Se busca un San Juan Bautista para decir cuatro verdades sobre Berlusconi
Corría el año 30 después de Cristo, que diría mi amigo César Vidal, cuando en Israel había un rey llamado Herodes que cometió el pecado de liarse con la mujer de su hermano. La cosa no habría tenido mayor importancia si no fuera porque en aquel entonces vivía el mayor profeta en la historia del pueblo elegido. Se llamaba Juan y le apodaban “el bautista” porque predicaba el arrepentimiento y administraba el bautismo por agua para el perdón de los pecados. El bueno de Juan no tenía pelos en la lengua y acusaba al rey de ser un adúltero de tres al cuarto. Y eso al rey no le hacía ni pizca de gracia. El final de esa historia lo conocemos. El profeta acabó con la cabeza cortada y el rey siguió viviendo en pecado.
No fue el primer rey de Israel que había pecado con mujeres. El mismísimo rey David cayó en adulterio con Betsabé y, aún peor, para tapar las consecuencias de su primer pecado -ella se quedó preñada-, cometió un crimen aun más horrendo al ordenar que pusieran al marido de su amante en primera línea de batalla para que le mataran. Entonces también hubo un profeta, llamado Natán, que fue a acusarle de adúltero y asesino, pero la reacción de David no fue la misma que la de Herodes. El hijo de Isaí se arrepintió de su pecado y Dios le perdonó aunque no dejó sin castigo -esa penitencia que los protestantes niegan- su acción.

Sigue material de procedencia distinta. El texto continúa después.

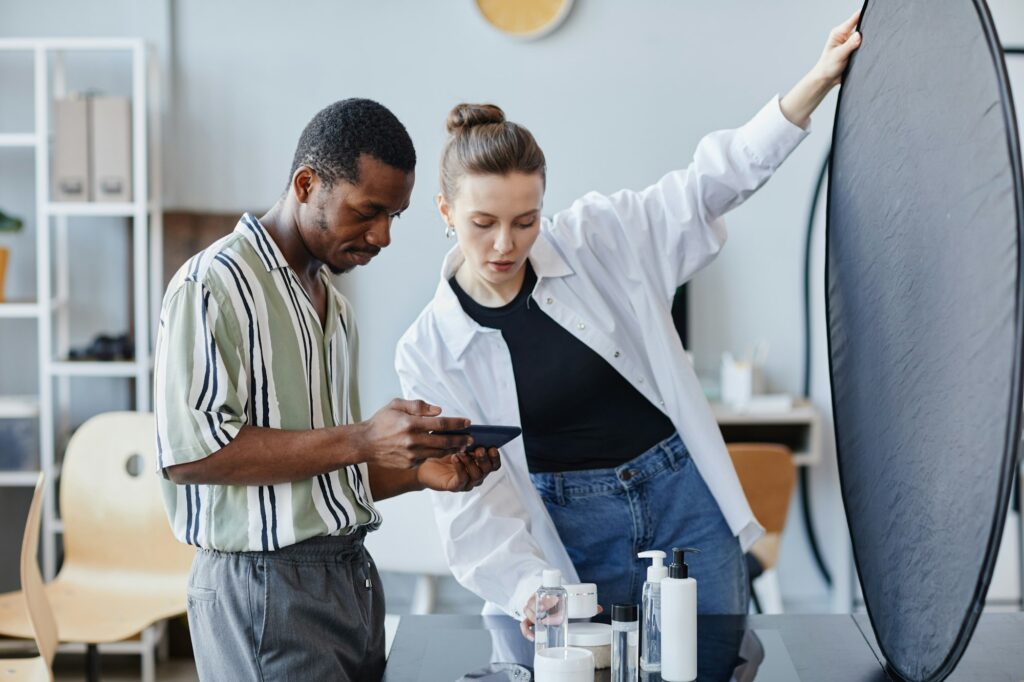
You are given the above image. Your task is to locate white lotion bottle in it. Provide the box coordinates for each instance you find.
[661,547,700,681]
[637,550,667,672]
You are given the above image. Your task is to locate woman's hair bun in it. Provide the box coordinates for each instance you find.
[446,103,506,134]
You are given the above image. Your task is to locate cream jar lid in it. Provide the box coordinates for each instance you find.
[563,583,598,619]
[567,622,612,647]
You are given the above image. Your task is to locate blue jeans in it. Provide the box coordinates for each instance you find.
[530,433,748,615]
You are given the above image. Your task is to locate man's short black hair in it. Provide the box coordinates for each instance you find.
[288,98,416,190]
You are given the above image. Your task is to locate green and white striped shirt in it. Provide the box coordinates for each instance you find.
[154,213,381,552]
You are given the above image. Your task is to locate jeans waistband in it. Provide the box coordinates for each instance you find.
[530,433,688,503]
[198,528,369,563]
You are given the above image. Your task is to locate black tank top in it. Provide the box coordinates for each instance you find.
[450,262,675,473]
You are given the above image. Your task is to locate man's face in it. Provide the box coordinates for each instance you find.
[297,154,415,274]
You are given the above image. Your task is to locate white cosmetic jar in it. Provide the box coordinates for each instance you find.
[567,622,612,670]
[533,647,595,682]
[563,583,599,619]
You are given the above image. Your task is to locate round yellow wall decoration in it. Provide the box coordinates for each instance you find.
[474,0,575,40]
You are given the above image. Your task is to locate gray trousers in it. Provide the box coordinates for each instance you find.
[186,530,386,681]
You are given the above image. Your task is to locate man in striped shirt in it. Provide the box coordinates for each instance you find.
[154,99,500,681]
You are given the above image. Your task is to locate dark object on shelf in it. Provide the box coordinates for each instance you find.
[0,417,39,471]
[68,333,134,361]
[826,1,1024,681]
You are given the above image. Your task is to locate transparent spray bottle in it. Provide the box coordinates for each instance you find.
[638,550,668,672]
[534,569,569,654]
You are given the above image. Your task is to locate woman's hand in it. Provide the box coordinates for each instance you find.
[416,446,501,493]
[519,594,603,641]
[815,11,863,87]
[780,11,864,129]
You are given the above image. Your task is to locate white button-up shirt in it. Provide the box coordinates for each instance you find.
[394,96,809,618]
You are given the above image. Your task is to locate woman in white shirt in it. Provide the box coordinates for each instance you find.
[396,13,861,633]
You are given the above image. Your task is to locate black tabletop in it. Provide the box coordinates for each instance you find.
[853,612,1024,681]
[383,614,890,682]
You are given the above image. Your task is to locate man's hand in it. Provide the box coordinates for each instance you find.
[356,399,473,469]
[417,447,501,493]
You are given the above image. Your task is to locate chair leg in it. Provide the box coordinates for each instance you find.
[750,587,764,614]
[157,620,170,662]
[753,568,786,614]
[141,624,157,682]
[85,643,101,682]
[410,574,438,615]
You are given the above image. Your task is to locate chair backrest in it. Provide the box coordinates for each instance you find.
[59,412,194,576]
[727,444,797,535]
[21,474,57,669]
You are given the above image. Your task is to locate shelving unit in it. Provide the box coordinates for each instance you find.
[0,38,162,584]
[0,36,166,682]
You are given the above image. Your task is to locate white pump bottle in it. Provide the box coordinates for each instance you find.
[661,547,700,681]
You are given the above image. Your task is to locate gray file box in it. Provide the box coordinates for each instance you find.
[52,97,90,202]
[90,96,132,202]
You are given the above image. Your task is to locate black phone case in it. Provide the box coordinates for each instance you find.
[435,425,522,450]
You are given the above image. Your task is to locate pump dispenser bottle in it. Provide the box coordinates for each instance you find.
[534,569,569,654]
[661,547,700,682]
[637,550,667,672]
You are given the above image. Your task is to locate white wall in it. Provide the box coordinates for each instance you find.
[4,0,1024,606]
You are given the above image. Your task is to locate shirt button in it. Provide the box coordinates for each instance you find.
[613,351,621,358]
[578,323,586,330]
[659,400,666,407]
[546,297,554,304]
[638,377,645,384]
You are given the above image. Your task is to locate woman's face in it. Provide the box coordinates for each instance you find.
[439,171,545,288]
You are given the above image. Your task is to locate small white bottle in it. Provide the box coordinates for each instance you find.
[534,569,569,654]
[637,550,667,672]
[661,547,700,682]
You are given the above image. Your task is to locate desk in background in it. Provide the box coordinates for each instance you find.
[712,400,822,466]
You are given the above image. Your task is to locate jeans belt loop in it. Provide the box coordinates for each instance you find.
[555,473,566,506]
[662,434,683,471]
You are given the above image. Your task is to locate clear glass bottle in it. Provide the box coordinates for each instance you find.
[535,569,569,654]
[611,603,639,682]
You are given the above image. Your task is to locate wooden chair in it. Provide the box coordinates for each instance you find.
[727,444,797,614]
[0,413,194,682]
[0,474,56,681]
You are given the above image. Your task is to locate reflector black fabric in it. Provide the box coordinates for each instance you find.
[826,1,1024,681]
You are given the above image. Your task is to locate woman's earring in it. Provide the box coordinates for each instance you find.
[445,224,455,239]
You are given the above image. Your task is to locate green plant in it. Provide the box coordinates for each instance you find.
[0,209,23,233]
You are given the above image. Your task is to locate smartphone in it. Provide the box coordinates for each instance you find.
[433,425,523,450]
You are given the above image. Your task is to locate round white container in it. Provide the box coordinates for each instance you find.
[567,622,612,669]
[533,647,595,682]
[563,583,599,619]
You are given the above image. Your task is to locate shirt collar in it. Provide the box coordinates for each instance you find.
[432,225,574,359]
[235,212,290,271]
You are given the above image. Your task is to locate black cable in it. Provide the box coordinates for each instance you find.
[800,151,834,588]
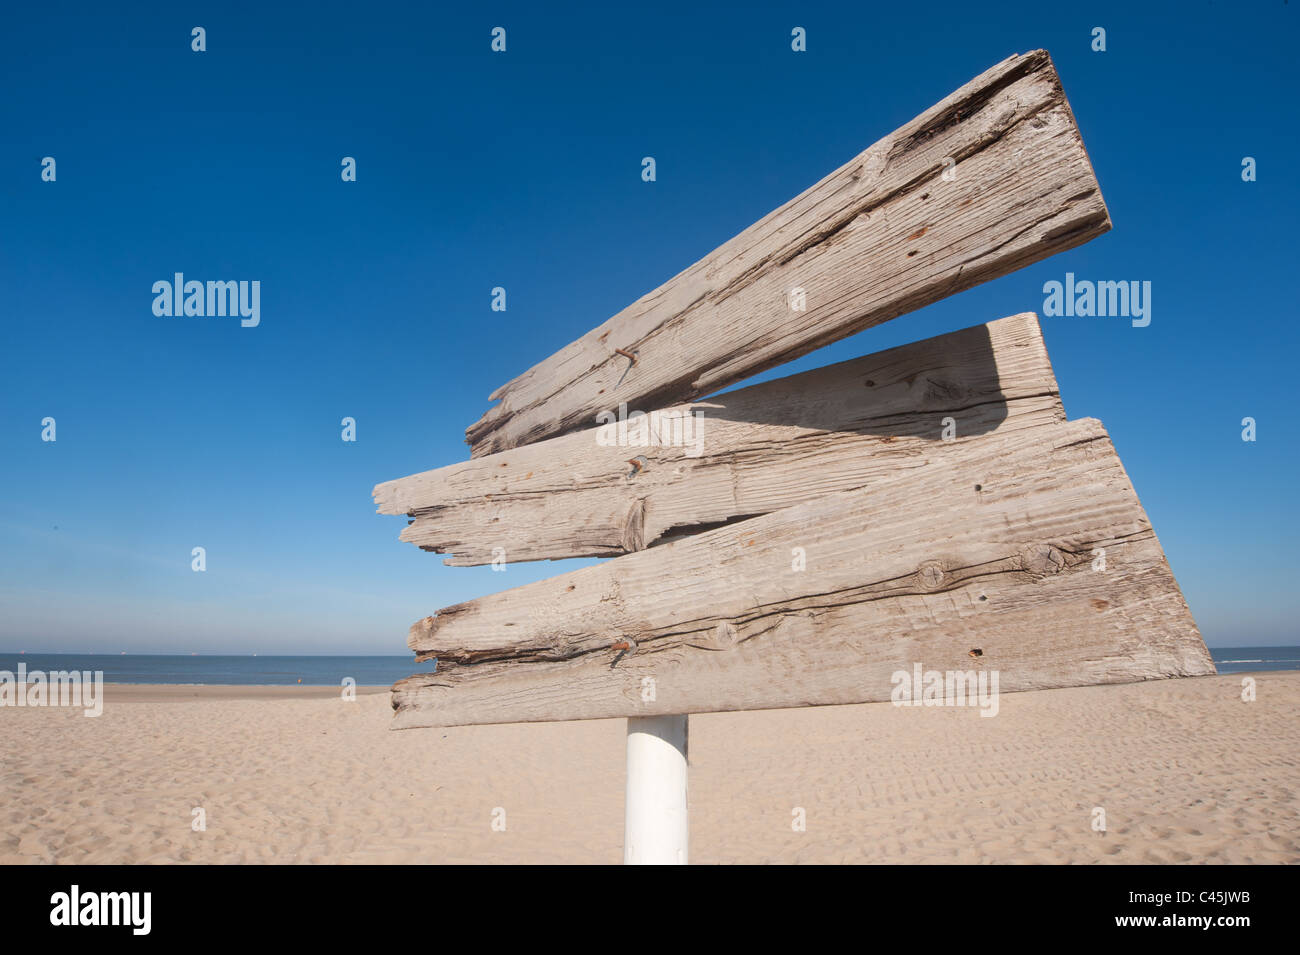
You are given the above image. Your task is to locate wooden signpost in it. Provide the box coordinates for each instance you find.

Estamos pues, ante un mismo pecado, una misma denuncia profética y dos resultados distintos. En un caso, el profeta muere por ser fiel a la verdad. En el otro, el pecador se salva tras escuchar al profeta. Siendo que hoy existen gobernantes como los reyes Herodes y David, la pregunta es: ¿dónde están los profetas que denuncian sus pecados?